Touching gold a popular attraction in Vancouver

Author: 
ERIN MCCLAM | AP
Publication Date: 
Fri, 2010-02-26 13:18

As many as 7,000 people have lined up each day at the Canadian mint in downtown Vancouver - some waiting as long as seven hours - to don a white cotton glove and touch one of sport's most valuable prizes.
“We'll stand as long as it takes,”  said Christopher Ridge of Vancouver, who was waiting with his 7 and 9-year-old sons, several hundred people back, to get in one day this week.

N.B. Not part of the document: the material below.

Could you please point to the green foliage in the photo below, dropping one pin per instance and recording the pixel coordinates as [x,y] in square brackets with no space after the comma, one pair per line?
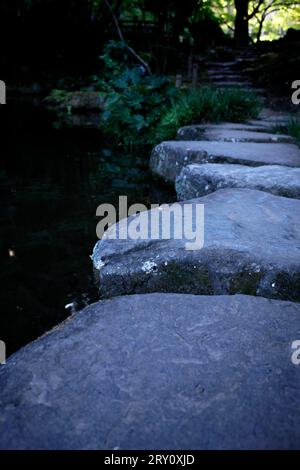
[294,128]
[133,100]
[208,105]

“It's just so exciting to be able to touch a piece of the Olympics,” he said. “They'll remember this forever.” Inside the mint, each person is given a white glove, because no prints are allowed on the medals. They are attached to ribbons, just like the ones given to the athletes, but the privilege of wearing one is reserved for Olympians.
This year's medals are among the heaviest in the history of the Winter Games, tipping the scales at more than half a kilogram. They also have an unusual look - an undulating face to evoke the landscape of British Columbia - and each is laser-etched with a design based on two original pieces of local artwork.

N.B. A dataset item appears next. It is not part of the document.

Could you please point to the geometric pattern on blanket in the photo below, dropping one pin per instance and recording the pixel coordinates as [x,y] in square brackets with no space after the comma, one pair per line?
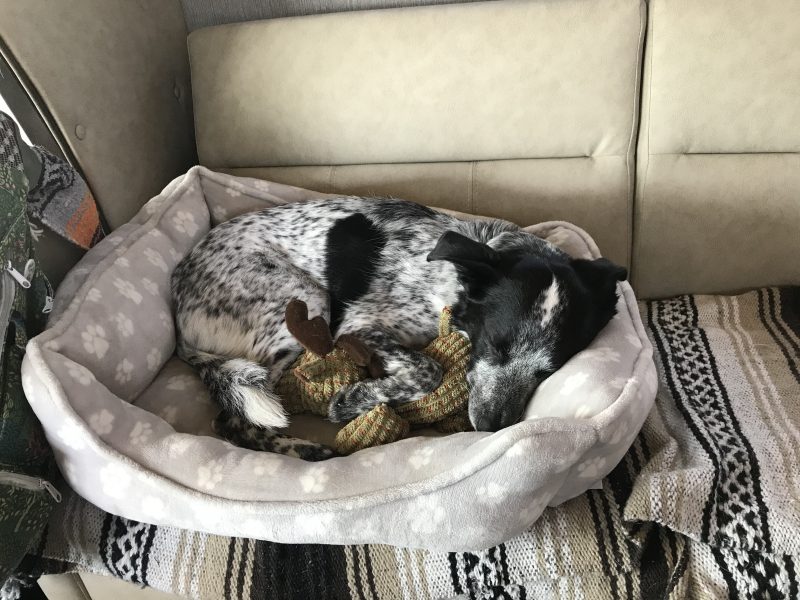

That wavy structure has been criticized online, compared to a microwaved Frisbee, a warped vinyl record or the melting clocks in the famous painting by Salvador Dali.

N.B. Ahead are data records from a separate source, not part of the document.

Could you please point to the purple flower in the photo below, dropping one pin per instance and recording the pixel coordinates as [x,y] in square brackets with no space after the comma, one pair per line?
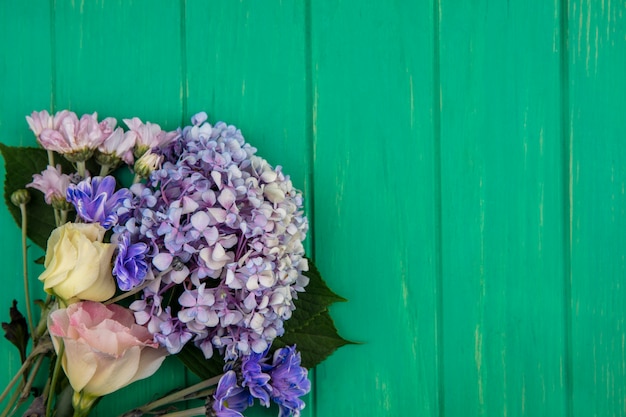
[130,265]
[96,200]
[227,229]
[288,381]
[229,398]
[255,379]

But coming out of the mint, Vancouverites were having none of it.
“I think they're unique, just like this is a unique place,” said Callie Withers of West Vancouver, who waited in line for more than an hour to hold the gold. “I think they're perfect. I wish I could wear one.” The gold medal actually has a sterling silver core, and the bronze is mostly copper. Vancouver organizers wanted it that way because copper looks less like gold than bronze.
The medals are on display through Sunday, when the games end. The mint is considering other ways for Canadians to see the medals.
“We thought, realistically, maybe 4,000 people a day would be a normal kind of turnout,” mint spokesman Alexandre Reeves said. “The enthusiasm has been really, really surprising and flattering.”